The first steps of the WorldQual model development have been successful. WorldQual is able to reproduce the right levels of TDS for selected river basins but more work is needed for BOD especially the connection of the BOD decay rate with water temperature. The first scenario runs have been completed for Point Sources. The distribution of annual input data into monthly data needs to be improved. It will be very interesting to see whether the issues of data harmonisation can be overcome so that really meaningful continental-scale models that match what happens in the rivers, lakes, groundwater etc. can be developed.

Wanlip Digesters

Finally Professor Andrew Wheatley of Loughborough University reviewed the position of anaerobic digestion (AD) in the UK and his department’s work on the subject. AD is well established; in Europe, about 5 bn wet tonnes of materials are treated by AD each year, but because of inefficiencies, only about 20% of the feed is converted to biogas and 80% passes through. AD has been used for treating sewage sludge for about 100 years; currently in the UK about 70 MW of renewable base-load electricity is generated from sewage sludge biogas (about 10% of a coal-fired power station). This is increasing as companies boost the efficiencies of their digesters and build new ones. For example Northumbrian Water is building AD boosted by thermal hydrolysis that will change its generation from 0.5 MW to 8.8 MW. Water UK estimates the potential for UK is 250 MW, which would be a significant contribution to energy security.
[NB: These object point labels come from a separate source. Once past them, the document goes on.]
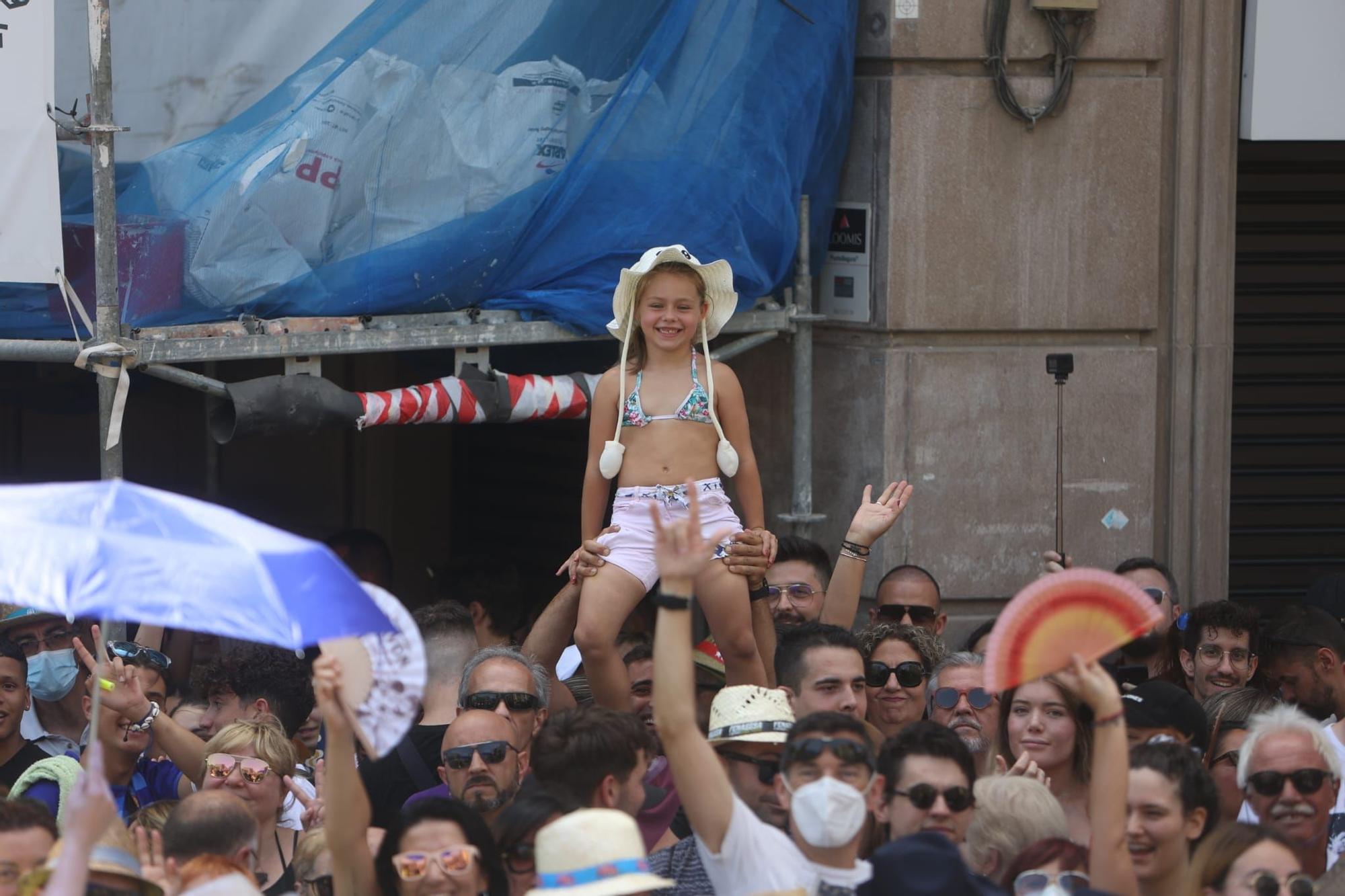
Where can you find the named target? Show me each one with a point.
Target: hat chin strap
(726, 455)
(614, 452)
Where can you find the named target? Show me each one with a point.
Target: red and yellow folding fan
(1090, 612)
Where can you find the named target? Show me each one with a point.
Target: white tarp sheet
(30, 201)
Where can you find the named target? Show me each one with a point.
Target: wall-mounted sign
(845, 274)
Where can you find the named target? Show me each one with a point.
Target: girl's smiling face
(1040, 724)
(670, 310)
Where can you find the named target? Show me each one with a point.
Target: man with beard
(1292, 778)
(958, 700)
(1219, 647)
(482, 766)
(1156, 580)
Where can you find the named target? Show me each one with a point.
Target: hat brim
(622, 885)
(719, 294)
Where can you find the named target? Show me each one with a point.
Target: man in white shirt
(828, 778)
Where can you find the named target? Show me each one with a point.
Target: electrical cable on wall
(1065, 53)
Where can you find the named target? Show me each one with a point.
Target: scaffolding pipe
(102, 130)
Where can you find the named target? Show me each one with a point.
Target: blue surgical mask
(52, 674)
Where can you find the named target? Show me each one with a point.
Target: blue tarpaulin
(449, 154)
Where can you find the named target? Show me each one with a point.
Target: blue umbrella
(119, 551)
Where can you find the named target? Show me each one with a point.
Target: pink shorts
(633, 548)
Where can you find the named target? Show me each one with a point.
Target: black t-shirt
(20, 763)
(388, 780)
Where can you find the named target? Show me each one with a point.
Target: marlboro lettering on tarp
(30, 202)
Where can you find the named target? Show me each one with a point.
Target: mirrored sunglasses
(138, 655)
(1272, 783)
(223, 766)
(516, 701)
(919, 615)
(809, 748)
(493, 754)
(1035, 881)
(949, 697)
(910, 674)
(454, 862)
(923, 797)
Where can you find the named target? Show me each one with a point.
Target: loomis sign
(30, 202)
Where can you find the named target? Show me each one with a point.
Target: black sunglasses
(493, 754)
(1270, 783)
(949, 697)
(851, 752)
(516, 701)
(767, 768)
(919, 615)
(138, 655)
(910, 674)
(322, 885)
(925, 795)
(521, 858)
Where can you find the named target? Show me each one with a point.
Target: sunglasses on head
(1035, 881)
(454, 862)
(910, 674)
(493, 754)
(919, 615)
(321, 885)
(223, 766)
(767, 768)
(132, 653)
(516, 701)
(1266, 884)
(1270, 783)
(808, 749)
(949, 697)
(925, 795)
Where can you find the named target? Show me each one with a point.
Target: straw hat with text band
(723, 300)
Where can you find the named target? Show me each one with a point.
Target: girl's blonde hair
(267, 739)
(637, 353)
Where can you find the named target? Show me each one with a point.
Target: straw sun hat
(723, 300)
(594, 852)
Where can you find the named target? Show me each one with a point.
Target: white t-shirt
(1336, 823)
(757, 857)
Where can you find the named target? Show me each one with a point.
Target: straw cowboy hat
(594, 852)
(750, 713)
(723, 303)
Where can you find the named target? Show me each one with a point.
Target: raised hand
(120, 685)
(154, 868)
(680, 549)
(587, 557)
(874, 518)
(315, 809)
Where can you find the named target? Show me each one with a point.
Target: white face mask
(828, 813)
In UK WwTW 10-50% of the biogas is used to heat the digesters (to maintain 35C) this could be reduced by pre-thickening the feed sludge because the water has to be heated to and maintained at operating temperature (but there is a viscosity limit for achieving good mixing) and by insulating digesters. In warm climates where ambient temperature >25C anaerobic Ww treatment is being installed; this results in less surplus biomass than aerobic treatment.

The advantages of AD for sludges and residuals include that it is well established, it deodorizes, can pasteurise, it conserves nutrients and the digestate is useful soil improver, it is unobtrusive, works at NTP and planning permission is less difficult than windmills. The disadvantages are that it is capital intensive (a 1MW engine costs 1M including commissioning etc.; lignocelluloses resist AD (there are only 4 or 5 organisms (none anaerobic) that break down lignocellulose though Wageningen and Montpellier are working on GM transfer to anaerobes); it generates effluent (dewatering liquor) but nitrogen and phosphorus fertilisers can be harvested from this; and by cleaving peptide links, AD releases ammonia (NH3 is toxic but NH4 is not, so toxicity depends on pH) the tolerance of the process can increase by biomass acclimation. However, regulators and policy makers have been unable to view digestate from the soil’s perspective. Digestate from sewage sludge has one set of regulations, whereas digestate from other inputs has different regulations, but to the soil they are all nutrient-rich soil improver, they earn different amounts of ROCs as well. So co-digestion, which would be eminently sensible, is hindered by regulatory hurdles. Laboratory research at Loughborough has found that the organic [or biodegradable] fraction of municipal waste (OFMSW or BMW) digests better with sewage sludge than it does alone. The biogas yield was 10-20% better and the dewatering properties of the digestate were better.